The Global Carbon Cycle is very complex. It has sources (orange and black arrows) and sinks (blue, green, and brown arrows). Extraction and combustion of ancient carbon pools linked to industrialization have released CO2 and other greenhouse gases into the atmosphere faster than carbon sinks can remove them. The result is a net increase in CO2 concentration in the atmosphere leading to climate change. Carbon markets aim to reduce new atmospheric carbon and sequester existing atmospheric CO2 using financial incentives and carbon trading. One carbon credit is equivalent to one metric ton (1,000 kg) of greenhouse gas removed from the atmosphere.
Carbon sinks are “pools” of carbon where CO2 accumulates in various forms. Plants and other organisms are short-term sinks because they release most of their carbon as they decompose. Other sinks, such as soils and the ocean, store carbon for longer periods. Coal and oil (fossil fuel) deposits are some of the oldest carbon sinks. Fossil fuel has been out of the carbon cycle for millions of years.

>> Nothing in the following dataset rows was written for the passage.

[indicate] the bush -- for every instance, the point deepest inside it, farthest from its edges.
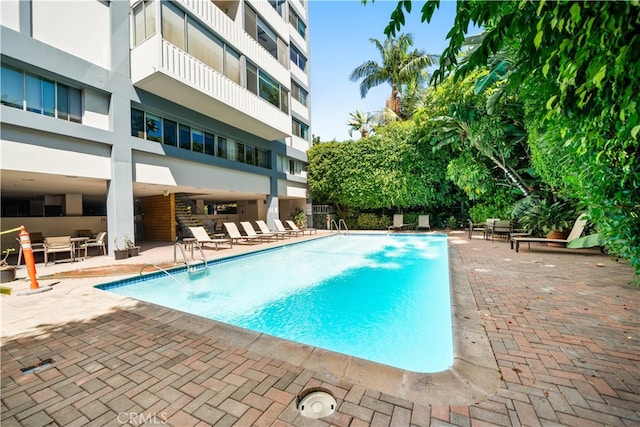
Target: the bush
(370, 221)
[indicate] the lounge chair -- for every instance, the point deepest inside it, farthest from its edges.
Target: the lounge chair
(235, 236)
(501, 227)
(99, 242)
(423, 222)
(264, 229)
(280, 227)
(576, 231)
(203, 238)
(54, 245)
(398, 222)
(294, 227)
(251, 232)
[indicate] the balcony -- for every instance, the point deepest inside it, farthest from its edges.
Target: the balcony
(160, 68)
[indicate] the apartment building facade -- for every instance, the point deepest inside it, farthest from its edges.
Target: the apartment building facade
(113, 109)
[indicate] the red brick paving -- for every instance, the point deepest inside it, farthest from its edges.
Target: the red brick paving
(563, 327)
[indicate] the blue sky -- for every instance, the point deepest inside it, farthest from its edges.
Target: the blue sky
(340, 33)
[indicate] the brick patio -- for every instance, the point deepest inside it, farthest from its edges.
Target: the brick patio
(563, 326)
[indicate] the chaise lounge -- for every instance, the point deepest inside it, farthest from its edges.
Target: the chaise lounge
(203, 238)
(576, 231)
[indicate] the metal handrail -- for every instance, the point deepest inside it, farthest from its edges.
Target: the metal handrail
(184, 255)
(340, 223)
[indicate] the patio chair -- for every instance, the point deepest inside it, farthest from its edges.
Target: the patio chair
(251, 232)
(398, 222)
(281, 227)
(203, 238)
(294, 227)
(423, 222)
(264, 229)
(502, 228)
(576, 231)
(234, 233)
(99, 242)
(54, 245)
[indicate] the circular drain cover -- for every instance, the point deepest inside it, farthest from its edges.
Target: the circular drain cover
(317, 404)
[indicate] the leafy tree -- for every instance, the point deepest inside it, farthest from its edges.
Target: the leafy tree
(584, 58)
(359, 122)
(399, 67)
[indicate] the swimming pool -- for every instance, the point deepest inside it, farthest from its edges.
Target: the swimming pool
(383, 298)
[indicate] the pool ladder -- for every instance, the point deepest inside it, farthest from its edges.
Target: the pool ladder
(339, 225)
(190, 267)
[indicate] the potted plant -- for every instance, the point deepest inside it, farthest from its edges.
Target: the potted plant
(118, 252)
(132, 249)
(553, 219)
(7, 272)
(299, 218)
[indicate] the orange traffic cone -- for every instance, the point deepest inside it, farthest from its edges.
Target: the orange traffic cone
(29, 260)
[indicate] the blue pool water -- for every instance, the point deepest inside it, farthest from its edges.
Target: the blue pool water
(383, 298)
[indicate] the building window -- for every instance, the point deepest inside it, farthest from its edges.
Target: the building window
(39, 95)
(159, 129)
(173, 26)
(222, 147)
(209, 144)
(197, 141)
(299, 93)
(154, 127)
(298, 58)
(269, 89)
(137, 123)
(185, 137)
(170, 132)
(300, 129)
(263, 34)
(297, 23)
(144, 21)
(277, 5)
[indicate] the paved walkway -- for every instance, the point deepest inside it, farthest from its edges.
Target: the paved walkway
(563, 327)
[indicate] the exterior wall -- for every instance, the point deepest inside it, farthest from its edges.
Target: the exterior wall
(159, 218)
(88, 46)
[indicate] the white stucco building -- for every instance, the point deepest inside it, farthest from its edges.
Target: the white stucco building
(113, 111)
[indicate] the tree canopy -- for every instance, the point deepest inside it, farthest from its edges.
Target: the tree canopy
(576, 67)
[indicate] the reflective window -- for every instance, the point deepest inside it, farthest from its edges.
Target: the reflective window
(298, 58)
(197, 141)
(170, 132)
(297, 23)
(137, 123)
(154, 129)
(209, 144)
(222, 147)
(269, 90)
(12, 87)
(185, 137)
(173, 26)
(144, 21)
(34, 94)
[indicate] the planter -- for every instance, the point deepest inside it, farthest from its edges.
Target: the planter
(134, 251)
(121, 253)
(7, 274)
(555, 234)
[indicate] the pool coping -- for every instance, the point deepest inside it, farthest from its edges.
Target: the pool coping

Carbon sequestration is the process that takes up CO2 from the atmosphere through biological, chemical, and physical means and then stores that captured carbon for a period of time.
Carbon markets are an emerging area of financially incentivized strategies to reduce or offset the addition of “new” atmospheric carbon. Landowners can implement strategies that will capture and retain additional carbon on their holdings and get paid for it. For example, farmers can adopt practices such as planting cover crops or converting land to forests to sequester additional atmospheric carbon.
Anthropogenic Atmospheric Carbon
The demand for oil and coal results in extraction of large quantities of carbon from long-sequestered carbon sinks. This carbon, considered to be "new" to the atmosphere, is being released far more quickly than it can be captured and sequestered. The result is a net increase of CO2 in the atmosphere.